No por azar, ese despotismo caudillista, ese militarismo infame, fue la premisa real sobre la cual se levantó la construcción del socialismo en Venezuela, como en el resto de la América Latina. Un caudillismo que, bajo la pomposa nominación de “cesarismo democrático” , tuvo en las academias su mejor respaldo argumentativo. Cierta hermenéutica contemporánea, llevada de la mano de la lógica positivista, presupone que la naturaleza del pensamiento marxista latinoamericano es lo más ajeno y distante a la cultura vernácula. No obstante, conviene señalar que esta presuposición comporta una retórica simplista e increíblemente artificial. Una retórica que por años ha intentado imponer como su única “lógica” su anti-marxismo patológico. Pero la realidad es otra. De hecho, y a pesar de lo que digan los manuales, las colonias de la América hispana recibieron una formación escolástica sustentada sobre los rígidos principios implantados por un catolicismo contra-reformista, que hizo del dogmatismo y la ortodoxia de la fe sus mayores virtudes, siendo, además, el “santo oficio” la garantía de su fiel cumplimiento.
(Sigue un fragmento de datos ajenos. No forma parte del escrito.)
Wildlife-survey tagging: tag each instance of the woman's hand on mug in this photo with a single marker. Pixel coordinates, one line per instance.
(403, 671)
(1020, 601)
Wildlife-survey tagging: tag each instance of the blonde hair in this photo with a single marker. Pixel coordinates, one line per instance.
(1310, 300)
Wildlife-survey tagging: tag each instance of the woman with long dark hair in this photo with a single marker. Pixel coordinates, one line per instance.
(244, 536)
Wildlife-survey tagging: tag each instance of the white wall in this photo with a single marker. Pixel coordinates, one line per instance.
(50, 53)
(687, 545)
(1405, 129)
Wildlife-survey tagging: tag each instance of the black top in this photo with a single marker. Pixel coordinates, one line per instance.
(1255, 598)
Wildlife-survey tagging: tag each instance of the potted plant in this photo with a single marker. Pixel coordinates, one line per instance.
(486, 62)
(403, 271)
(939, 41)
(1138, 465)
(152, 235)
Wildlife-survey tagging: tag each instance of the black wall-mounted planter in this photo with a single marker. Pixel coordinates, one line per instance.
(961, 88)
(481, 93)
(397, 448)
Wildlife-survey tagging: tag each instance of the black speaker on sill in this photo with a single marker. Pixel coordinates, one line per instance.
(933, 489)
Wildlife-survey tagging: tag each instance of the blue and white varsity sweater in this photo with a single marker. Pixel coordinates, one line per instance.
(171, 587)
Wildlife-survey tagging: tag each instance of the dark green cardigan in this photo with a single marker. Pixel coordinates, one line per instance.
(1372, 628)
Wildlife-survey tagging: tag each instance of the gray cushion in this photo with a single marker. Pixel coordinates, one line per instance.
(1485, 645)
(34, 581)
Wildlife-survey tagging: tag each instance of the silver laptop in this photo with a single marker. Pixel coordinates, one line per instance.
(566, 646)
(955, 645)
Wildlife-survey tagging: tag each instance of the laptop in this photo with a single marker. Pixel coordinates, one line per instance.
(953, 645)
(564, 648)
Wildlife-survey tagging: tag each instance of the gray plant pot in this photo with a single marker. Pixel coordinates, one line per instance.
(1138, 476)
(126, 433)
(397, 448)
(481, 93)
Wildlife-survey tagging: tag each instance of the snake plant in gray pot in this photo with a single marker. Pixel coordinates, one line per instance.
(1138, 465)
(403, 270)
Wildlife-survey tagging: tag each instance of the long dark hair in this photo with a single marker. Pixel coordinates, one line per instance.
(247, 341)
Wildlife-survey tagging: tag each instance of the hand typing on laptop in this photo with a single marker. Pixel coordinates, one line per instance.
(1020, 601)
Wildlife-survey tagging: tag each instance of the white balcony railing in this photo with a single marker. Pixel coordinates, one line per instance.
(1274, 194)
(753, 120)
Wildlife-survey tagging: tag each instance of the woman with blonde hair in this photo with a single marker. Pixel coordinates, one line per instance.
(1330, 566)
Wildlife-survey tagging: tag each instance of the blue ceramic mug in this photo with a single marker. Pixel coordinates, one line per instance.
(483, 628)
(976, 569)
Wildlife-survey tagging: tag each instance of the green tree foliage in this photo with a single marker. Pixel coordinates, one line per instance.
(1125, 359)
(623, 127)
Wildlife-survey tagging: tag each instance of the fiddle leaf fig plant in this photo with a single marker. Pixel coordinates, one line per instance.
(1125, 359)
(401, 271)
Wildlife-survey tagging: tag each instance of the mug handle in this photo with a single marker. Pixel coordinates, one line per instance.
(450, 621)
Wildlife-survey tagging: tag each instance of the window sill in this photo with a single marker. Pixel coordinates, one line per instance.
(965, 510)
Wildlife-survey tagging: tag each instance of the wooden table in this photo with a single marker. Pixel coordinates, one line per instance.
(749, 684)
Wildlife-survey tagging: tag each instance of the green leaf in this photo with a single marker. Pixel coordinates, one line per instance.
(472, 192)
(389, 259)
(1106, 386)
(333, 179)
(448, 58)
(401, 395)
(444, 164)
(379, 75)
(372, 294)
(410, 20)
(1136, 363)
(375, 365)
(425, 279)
La fe positivizada y puesta en manos de la teología filosofante, con el tiempo, se transformaría en el fundamento, no siempre visible, de la lógica del entendimiento abstracto. De la teología de la Ilustración surgieron y se nutrieron las universidades latinoamericanas, de donde inevitablemente tenía que surgir el positivismo, el mismo que sirvió de sustentación a los caudillos que se hicieron del poder. Pero, además, fue el positivismo la premisa lógica necesaria para que surgiera el interés por el diamat, como consecuencia necesaria de sus tesis fundamentales.
La suerte estaba echada. La Positivität, ese certum que ha sido puesto por la reflexión del entendimiento como sustituto de la verdad, es el resultado de una audaz operación lógica, histórica, política, social e ideológica. Pero ese mismo entendimiento abstracto -de origen teológico y escolástico- fue el guía supremo de la Ilustración, aunque con caracteres invertidos. Más tarde lo sería de la doctrina positivista y del empirismo lógico, que en buena medida terminarían sustituyendo el espíritu de la Ilustración por su letra inerte. Para sorpresa de muchos, el diamat, la doctrina materialista sobre la cual se sustenta la gobernante versión asiática del socialismo actual, es el heredero no reconocido de la lógica del entendimiento. Por eso los nietos de los viejos caudillos se convirtieron, primero, en los peores enemigos de la inédita experiencia democrática venezolana y, más tarde, en los secuestradores de un país que han terminado por conducir a la ruina. Al final, el viejo alcatraz no solo terminó confundiendo el mortal peñasco con una “sardina gorda”. Dejó el legado de lanzarse sumariamente para perder la vida al estrellarse contra los riscos.